Rui Caçador

Personal information
- Full name: Rui Manuel dos Santos Caçador
- Date of birth: 29 October 1953 (age 72)
- Place of birth: Viseu, Portugal

Team information
- Current team: Portugal (coordinateur sportif)

Managerial career
- Years: Team
- 1984–1985: Maxaquene
- 1986–1987: Benfica U-19
- 1987–1988: Costa do Sol
- 1989–1991: Portugal U-20
- 1993–1996: Portugal (assistant manager)
- 1996–1996: Mozambique
- 1996–1998: Portugal U-21 (assistant manager)
- 1998–2001: Portugal (assistant manager)
- 2001–2002: Portugal U-20
- 2002–2002: Portugal (assistant manager)
- 2002–2005: Portugal U-20
- 2007–2009: Portugal U-21
- 2009-: Portugal (coordinateur sportif)

= Rui Caçador =

Portuguese football manager

Rui Manuel dos Santos Caçador (born 29 October 1953) is a Portuguese football manager. He is without a club.

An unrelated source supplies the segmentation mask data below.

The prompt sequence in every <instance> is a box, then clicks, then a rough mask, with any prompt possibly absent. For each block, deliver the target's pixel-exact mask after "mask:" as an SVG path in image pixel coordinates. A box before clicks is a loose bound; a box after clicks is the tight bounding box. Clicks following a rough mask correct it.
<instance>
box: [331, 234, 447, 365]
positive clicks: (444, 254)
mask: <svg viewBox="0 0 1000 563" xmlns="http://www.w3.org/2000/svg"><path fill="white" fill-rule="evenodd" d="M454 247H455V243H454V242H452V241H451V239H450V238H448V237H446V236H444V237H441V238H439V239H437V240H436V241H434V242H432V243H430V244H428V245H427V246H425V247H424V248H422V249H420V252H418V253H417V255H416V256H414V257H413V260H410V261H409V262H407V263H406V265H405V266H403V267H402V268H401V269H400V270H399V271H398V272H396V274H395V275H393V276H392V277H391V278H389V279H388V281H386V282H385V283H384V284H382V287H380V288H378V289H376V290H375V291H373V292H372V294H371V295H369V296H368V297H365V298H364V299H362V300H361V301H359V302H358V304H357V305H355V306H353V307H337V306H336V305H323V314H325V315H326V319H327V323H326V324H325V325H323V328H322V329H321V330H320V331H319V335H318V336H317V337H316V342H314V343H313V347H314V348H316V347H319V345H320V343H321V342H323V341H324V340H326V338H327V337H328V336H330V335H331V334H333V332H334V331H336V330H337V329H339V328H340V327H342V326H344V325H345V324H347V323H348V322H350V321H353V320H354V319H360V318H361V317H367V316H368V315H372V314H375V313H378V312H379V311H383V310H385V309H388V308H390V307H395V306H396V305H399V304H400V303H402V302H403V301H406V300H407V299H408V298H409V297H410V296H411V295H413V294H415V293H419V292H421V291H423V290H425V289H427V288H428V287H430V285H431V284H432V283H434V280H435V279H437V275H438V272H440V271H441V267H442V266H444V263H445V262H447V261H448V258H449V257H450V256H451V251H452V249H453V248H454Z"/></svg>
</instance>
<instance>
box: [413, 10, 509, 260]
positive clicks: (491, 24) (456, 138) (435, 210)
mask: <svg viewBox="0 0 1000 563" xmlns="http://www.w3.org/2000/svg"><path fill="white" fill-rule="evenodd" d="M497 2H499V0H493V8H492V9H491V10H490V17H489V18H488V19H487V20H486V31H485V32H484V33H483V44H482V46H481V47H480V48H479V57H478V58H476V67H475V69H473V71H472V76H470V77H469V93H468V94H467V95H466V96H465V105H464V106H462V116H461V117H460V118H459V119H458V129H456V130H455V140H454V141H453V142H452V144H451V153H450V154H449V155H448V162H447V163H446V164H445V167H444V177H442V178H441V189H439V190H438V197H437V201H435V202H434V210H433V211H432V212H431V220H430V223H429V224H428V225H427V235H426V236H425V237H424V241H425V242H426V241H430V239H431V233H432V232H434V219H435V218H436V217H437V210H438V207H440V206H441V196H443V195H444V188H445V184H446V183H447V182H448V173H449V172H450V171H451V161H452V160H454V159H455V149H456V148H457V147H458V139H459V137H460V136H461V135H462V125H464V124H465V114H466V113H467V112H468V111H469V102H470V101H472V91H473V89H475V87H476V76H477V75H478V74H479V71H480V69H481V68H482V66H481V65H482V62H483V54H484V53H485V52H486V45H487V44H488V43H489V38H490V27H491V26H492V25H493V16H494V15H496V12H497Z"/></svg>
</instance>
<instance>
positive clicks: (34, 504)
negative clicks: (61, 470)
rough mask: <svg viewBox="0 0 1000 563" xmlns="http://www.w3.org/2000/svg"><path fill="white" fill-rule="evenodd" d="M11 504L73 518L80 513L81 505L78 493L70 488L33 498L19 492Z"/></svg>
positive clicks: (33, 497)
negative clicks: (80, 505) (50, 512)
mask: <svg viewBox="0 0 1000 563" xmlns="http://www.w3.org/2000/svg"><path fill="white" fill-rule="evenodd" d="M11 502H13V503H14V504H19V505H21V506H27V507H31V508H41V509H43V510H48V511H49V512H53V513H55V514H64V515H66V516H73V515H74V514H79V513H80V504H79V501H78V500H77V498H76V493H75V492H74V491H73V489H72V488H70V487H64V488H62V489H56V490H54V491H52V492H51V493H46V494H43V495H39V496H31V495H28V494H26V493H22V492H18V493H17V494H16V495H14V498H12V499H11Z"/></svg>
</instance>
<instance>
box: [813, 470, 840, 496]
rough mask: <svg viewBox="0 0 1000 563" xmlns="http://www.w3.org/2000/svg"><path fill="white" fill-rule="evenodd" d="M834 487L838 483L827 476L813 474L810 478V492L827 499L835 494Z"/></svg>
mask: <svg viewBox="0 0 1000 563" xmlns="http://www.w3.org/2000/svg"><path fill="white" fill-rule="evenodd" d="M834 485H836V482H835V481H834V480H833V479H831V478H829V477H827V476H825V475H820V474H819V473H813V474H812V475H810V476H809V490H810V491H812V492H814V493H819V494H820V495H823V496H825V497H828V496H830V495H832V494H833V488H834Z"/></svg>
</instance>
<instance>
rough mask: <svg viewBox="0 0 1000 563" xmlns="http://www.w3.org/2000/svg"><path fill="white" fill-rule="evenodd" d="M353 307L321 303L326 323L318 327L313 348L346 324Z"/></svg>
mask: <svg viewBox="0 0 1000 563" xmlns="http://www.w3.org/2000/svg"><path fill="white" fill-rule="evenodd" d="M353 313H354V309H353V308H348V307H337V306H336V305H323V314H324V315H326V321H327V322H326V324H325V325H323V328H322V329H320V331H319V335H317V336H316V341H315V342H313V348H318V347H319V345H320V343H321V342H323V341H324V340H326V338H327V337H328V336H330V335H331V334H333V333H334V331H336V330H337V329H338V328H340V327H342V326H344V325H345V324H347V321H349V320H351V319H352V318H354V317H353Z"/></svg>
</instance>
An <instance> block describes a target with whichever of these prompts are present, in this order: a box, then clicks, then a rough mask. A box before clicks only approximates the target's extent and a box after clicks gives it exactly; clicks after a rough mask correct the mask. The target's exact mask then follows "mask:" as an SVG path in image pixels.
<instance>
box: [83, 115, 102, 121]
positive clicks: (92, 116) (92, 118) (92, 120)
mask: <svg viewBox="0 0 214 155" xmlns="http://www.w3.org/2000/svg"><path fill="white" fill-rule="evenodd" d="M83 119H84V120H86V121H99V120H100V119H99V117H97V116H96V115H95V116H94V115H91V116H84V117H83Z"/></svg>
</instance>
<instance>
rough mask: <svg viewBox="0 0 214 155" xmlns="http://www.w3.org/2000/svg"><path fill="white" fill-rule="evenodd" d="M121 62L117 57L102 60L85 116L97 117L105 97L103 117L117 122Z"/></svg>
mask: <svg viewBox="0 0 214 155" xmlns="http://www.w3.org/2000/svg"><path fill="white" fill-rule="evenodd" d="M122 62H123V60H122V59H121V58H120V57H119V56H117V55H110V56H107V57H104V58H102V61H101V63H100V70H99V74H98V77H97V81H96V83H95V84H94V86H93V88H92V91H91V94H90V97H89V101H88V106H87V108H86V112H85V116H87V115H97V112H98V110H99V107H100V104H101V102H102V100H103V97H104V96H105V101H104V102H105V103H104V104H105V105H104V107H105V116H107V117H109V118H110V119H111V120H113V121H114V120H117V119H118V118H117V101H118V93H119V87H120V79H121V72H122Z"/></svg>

Rui Caçador has had many managed many clubs and national teams. He has had several roles in the national team, which include the Portuguese under-20 team — managing them on three occasions — the Portuguese under-21 team — managing them once — and assistant manager of Portuguese senior team, in which he served on three occasions.

Caçador has also managed Maxaquene, Benfica's under-19, Costa do Sol, and the Mozambican national team. As the Portuguese under-20 team manager, he discovered the talents of many Portuguese football legends, which include Rui Costa, João Pinto, Capucho, and Luís Figo.